Black enrollment at UCLA and other elite California universities went into freefall a decade ago after the culture clash over Proposition 209, which made California the first state to outlaw affirmative action and made a household name of its controversial sponsor, Ward Connerly.
When the number of black freshmen dropped below 100 last year - out of a class of almost 5,000 - UCLA went into crisis mode.
"I was shocked beyond belief that it could get this bad" said alumnus Peter Taylor.
Taylor, a stock broker, led the charge. He got other black alums to donate more than $1 million for scholarships.
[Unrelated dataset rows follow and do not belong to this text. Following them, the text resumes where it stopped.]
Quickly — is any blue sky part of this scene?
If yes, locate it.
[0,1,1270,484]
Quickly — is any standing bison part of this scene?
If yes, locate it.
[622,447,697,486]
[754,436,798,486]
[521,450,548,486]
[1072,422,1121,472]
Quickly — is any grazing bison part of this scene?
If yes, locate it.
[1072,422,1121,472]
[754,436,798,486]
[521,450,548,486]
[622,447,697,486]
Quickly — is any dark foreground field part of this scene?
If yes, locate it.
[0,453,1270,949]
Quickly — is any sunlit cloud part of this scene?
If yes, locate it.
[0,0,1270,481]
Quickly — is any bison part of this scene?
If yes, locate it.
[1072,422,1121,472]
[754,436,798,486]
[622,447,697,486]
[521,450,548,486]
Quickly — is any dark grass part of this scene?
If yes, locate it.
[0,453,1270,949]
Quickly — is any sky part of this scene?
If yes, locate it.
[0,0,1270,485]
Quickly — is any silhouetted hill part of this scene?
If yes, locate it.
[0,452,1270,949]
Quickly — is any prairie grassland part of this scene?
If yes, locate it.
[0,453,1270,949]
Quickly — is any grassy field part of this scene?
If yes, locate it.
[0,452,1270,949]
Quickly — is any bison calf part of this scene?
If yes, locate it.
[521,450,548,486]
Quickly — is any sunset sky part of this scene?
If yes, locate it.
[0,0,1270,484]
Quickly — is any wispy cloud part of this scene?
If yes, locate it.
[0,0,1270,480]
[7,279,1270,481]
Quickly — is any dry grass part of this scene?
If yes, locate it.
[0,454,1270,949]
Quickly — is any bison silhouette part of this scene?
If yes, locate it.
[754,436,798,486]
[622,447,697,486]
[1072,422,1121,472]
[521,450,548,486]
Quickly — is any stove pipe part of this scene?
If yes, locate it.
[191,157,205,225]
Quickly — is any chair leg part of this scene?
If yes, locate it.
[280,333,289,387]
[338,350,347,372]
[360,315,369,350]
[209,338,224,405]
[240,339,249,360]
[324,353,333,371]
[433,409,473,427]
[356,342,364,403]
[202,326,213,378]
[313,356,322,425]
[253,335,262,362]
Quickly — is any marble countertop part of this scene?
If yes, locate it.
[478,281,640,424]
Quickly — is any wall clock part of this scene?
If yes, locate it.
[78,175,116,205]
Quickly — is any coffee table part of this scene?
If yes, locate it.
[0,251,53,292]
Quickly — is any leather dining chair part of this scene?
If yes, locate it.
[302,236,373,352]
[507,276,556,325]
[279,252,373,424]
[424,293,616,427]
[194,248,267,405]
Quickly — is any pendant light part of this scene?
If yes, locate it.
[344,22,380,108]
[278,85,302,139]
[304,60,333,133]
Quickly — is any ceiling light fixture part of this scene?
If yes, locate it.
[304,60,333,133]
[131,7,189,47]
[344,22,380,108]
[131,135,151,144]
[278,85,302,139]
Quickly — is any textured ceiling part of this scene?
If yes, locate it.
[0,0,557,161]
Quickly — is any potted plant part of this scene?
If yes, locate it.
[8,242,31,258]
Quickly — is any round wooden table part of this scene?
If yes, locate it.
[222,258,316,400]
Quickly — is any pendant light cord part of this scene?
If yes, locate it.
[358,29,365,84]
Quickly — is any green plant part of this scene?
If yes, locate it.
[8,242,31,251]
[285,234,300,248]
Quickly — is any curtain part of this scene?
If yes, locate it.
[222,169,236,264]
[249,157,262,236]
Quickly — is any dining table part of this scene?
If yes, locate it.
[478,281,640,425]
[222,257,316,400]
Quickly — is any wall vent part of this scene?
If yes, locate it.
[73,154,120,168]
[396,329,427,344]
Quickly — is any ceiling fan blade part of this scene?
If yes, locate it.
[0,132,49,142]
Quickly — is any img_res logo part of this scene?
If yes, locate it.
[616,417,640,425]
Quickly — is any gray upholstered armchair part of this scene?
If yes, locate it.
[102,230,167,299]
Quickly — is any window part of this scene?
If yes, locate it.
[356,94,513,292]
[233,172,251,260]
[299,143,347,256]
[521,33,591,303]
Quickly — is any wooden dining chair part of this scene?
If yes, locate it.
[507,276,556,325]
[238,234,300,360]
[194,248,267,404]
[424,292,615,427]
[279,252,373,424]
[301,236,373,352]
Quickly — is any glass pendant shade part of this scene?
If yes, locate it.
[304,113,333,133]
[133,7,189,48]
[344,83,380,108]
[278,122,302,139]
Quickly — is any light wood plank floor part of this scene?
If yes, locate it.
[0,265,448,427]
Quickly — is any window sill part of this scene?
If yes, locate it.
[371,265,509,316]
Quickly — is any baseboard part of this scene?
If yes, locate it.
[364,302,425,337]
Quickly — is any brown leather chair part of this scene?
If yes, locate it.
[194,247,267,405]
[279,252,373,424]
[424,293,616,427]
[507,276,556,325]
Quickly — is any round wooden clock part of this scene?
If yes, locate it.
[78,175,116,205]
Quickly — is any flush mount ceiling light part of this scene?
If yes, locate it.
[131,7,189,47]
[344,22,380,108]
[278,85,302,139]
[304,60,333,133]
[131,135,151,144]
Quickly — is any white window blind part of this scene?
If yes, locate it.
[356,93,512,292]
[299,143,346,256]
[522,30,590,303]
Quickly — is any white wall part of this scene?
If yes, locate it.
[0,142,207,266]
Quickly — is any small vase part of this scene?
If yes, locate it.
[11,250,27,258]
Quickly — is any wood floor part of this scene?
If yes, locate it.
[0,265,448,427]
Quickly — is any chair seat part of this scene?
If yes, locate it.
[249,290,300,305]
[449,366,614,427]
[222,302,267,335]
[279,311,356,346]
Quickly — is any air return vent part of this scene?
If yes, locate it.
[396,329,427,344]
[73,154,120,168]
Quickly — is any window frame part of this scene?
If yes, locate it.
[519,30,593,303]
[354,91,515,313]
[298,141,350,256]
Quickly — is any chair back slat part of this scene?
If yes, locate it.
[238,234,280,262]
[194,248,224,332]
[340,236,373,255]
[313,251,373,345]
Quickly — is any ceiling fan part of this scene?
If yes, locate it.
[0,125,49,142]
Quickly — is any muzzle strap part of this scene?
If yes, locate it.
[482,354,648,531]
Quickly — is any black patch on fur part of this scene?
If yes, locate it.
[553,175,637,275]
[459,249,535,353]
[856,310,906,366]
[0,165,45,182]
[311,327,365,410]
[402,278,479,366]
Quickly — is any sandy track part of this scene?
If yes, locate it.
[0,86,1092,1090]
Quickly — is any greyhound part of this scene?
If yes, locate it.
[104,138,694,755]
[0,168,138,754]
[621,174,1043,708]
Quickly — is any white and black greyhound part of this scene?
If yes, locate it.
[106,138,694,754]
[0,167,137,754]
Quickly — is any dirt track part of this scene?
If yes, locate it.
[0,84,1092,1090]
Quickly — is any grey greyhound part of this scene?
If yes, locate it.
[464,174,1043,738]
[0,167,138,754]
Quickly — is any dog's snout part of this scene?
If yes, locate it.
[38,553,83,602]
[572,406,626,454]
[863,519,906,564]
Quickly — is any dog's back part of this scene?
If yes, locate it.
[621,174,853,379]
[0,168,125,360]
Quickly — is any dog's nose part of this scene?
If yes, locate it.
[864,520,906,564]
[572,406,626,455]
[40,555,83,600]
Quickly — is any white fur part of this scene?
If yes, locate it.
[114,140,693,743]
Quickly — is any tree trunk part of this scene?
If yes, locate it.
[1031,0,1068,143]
UCLA student mentors fanned out to inner city schools; the university actively pursued qualified black applicants, like Brittany, who graduated first in her high school class.
As a result, twice as many African Americans entered this year's freshman class.
"If you really believe in diversity, if you really believe in opportunity for all people, you need to figure out a process, a method by which to make that happen," Taylor said.
The controversy over race and education that's been plaguing UCLA for 10 years may have started in California, but it's not stopping there.
In Oklahoma before a football game, volunteers got signatures for an anti-affirmative action bill - part of Ward Connerly's latest drive to make it law in five more states and eventually the whole country.
"You'd have to be living on another planet not to realize that an era is ending here," Connerly said.
While at UCLA another is beginning, holding onto a tradition of excellence and diversity in a post-affirmative action world.